For most of my childhood, at least until sometime in junior high school, my maternal grandmother, Irene Nieschwietz, lived with us. (Mom had to put her into a nursing home the last year or so of Grandma's life and she died the fall I was a freshman in high school). I've always felt blessed by the gift of growing up in a multi-generational household. It was hard for Mom as she had no help from her siblings, but that's another story for another day.
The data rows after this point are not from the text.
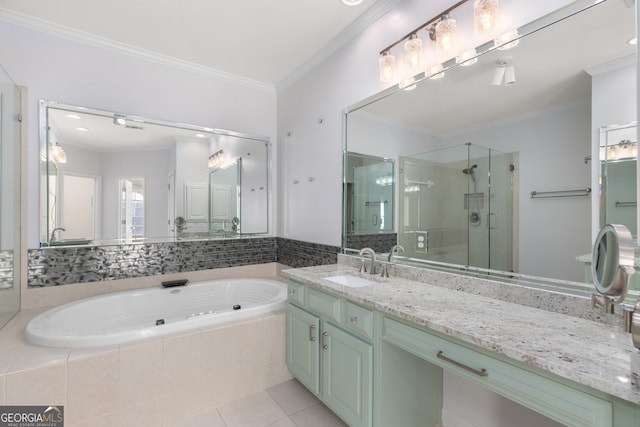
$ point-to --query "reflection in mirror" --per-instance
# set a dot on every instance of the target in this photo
(545, 123)
(224, 207)
(115, 178)
(456, 206)
(369, 201)
(618, 171)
Grandma had already been completely blind for more than a decade when I was born due to a hereditary condition, but in the kitchen at least, it didn't slow her down much. Among the things I remember with great fondness is her gravy. It was wonderful and after she stopped being able to cook and I was subjected to a variety of substances masquerading as gravy, I came to the conclusion that I would have to learn to make gravy myself. I did eventually succeed in that quest. And having learned to make gravy, I marvel that she did it so well without being able to see.
But the one recipe of Grandma's that has been handed down is the one for her fruit salad dressing. you can find a version of her fruit salad at any family gathering during Thanksgiving and Christmas. Each family of cousins has its own version of the fruit salad itself, the most basic of which is the one my siblings and I preferred: diced apples and bananas mixed with the dressing. Some of my aunts added pecans and/or marshmallows. But the key to the salad was the dressing. And I offer it to you here. I served it this past Thanksgiving with a salad consisting of raspberries, blackberries, pears, and bananas. And I served it on the side, not mixed in the salad as, much to my dismay, none of my children have taken to this particular delight. This dressing, more than any other family recipe, brings back memories of the holidays of my childhood.
Irene's Fruit Salad Dressing
3 whole eggs
1/2 C sugar
1/4 C white vinegar
1/2 dry mustard
1/2 tsp. salt
In a mixing bowl, beat the eggs.
In a small saucepan, stir together the sugar, vinegar, mustard, and salt. Bring to a rolling boil. Take the pot off the stove and very slowly add the beaten eggs, stirring constantly with a whisk to keep the eggs from scrambling. Place the saucepan back on low heat and cook, stirring constantly, until thick. Remove from heat. If needed, add a little butter and evaporated milk to thin slightly. (I rarely have to do this step.)
Let cool. You can serve on the side or toss into a fruit salad. Store in the refrigerator. Can be made ahead of time.